Schon seit Jahren wird das Verfahren im Spitzensport eingesetzt. Die Wissenschaft gehe von Förderung der Ausdauer, Gelenkstabilisierung, Therapie von überlasteten Sehnen und Muskeln und einer schnelleren Regeneration aus.

Magnetfeld

Wie genau funktionieren Magnetfeldgeräte?

Die meisten Verfahren arbeiten heute nicht mehr mit einem statischen Magnetfeld, sondern variieren die Signale, indem sie unterschiedlich oft pro Sekunde einen Strom durch die Kupferspulen schicken - so wird ein Magnetfeld mit unterschiedlicher Frequenz aufgebaut.

Magnetfeld TherapieÜber ein spezielles Steuergerät werden dann in verschiedenen Programmen, je nach Indikation, Impulse übertragen. Ein solches "pulsierendes Magnetfeld" soll die Körperzelle stimulieren, also z.B. eine Knochenzelle oder Muskelzelle zur Regeneration anregen und die Durchblutung steigern. Durch die bessere Durchblutung wird chronischen Ereignissen entgegengesteuert und Noxen (verursachen Schmerzen) schneller abtransportiert.
 

Wann ist mit einer Besserung zu rechnen?

In der Regel tritt bereits nach ca. drei bis vier Wochen eine Verbesserung der Schmerzsituation ein. Ähnlich wie bei der Elektrotherapie ist die Pulsierende Magnetfeldtherapie aber nicht als "Allheilmittel" zu sehen, sondern als sinnvolle Therapieunterstützung, die z.B. dazu beitragen kann, den Medikamentenbedarf zu verringern.

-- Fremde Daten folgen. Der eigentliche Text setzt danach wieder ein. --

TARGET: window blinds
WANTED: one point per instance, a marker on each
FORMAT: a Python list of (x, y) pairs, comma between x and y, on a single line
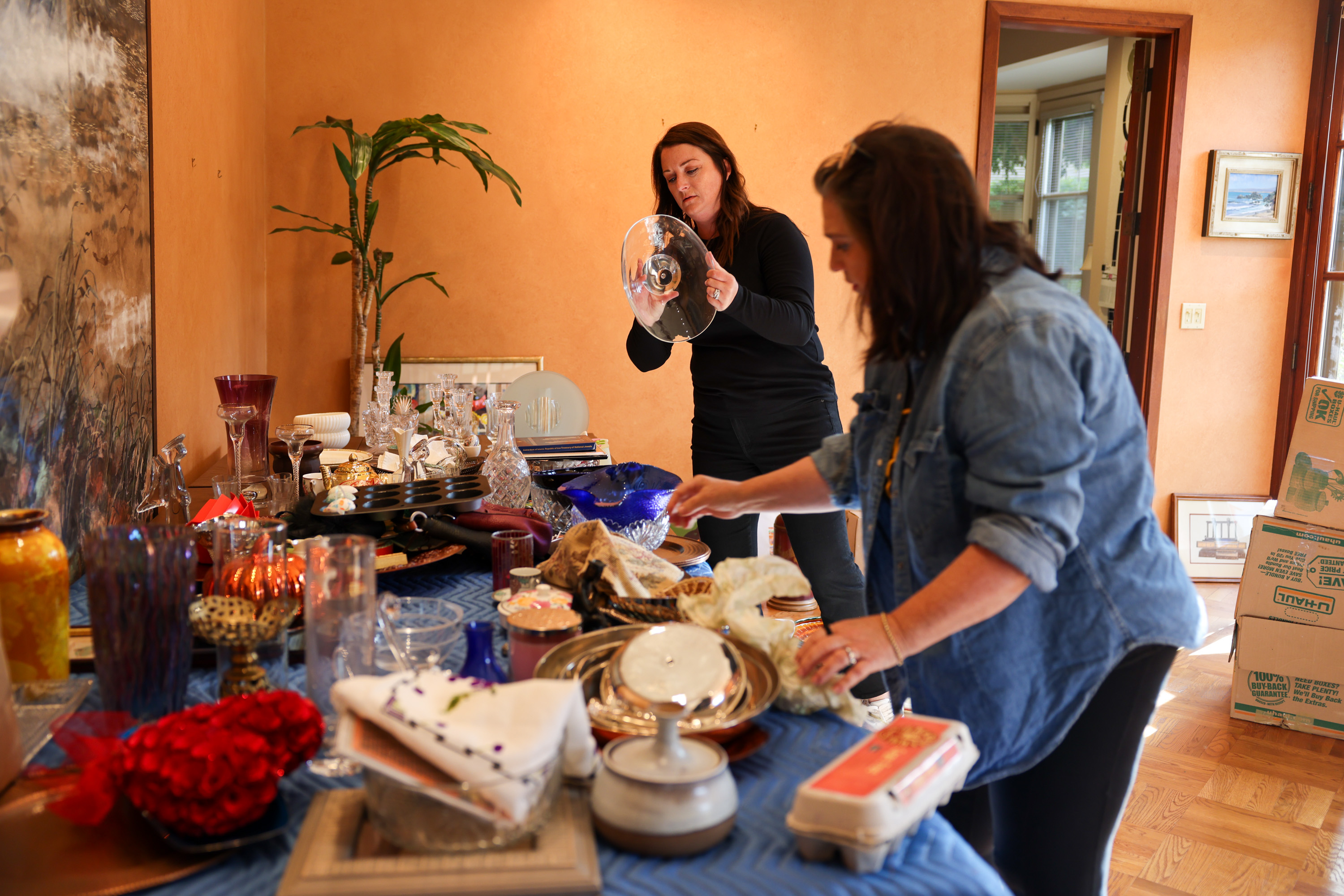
[(1008, 171), (1065, 168)]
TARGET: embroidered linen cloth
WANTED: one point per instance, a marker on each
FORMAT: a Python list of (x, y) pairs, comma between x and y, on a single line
[(740, 587), (490, 735), (631, 571)]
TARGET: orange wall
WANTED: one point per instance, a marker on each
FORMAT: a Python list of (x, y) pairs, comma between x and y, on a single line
[(209, 89), (578, 93)]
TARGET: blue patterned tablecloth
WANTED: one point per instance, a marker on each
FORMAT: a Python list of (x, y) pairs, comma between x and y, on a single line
[(758, 857)]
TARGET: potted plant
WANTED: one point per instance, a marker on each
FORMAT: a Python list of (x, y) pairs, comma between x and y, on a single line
[(393, 143)]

So profitieren Schmerzpatienten nicht nur von einer direkten Beeinflussung ihrer Krankheit, sondern auch von einer Reduktion der besonders für den Magen oft belastenden Schmerzmittel. Negative Nebenwirkungen sind bei der Pulsierenden Magnetfeldtherapie nicht bekannt.
 

Für welche Patienten ist dieses Verfahren nicht geeignet?

Einzig kleine Personengruppen wie Patienten mit Herzschrittmachern oder Schwangere sollten auf diese Behandlung verzichten.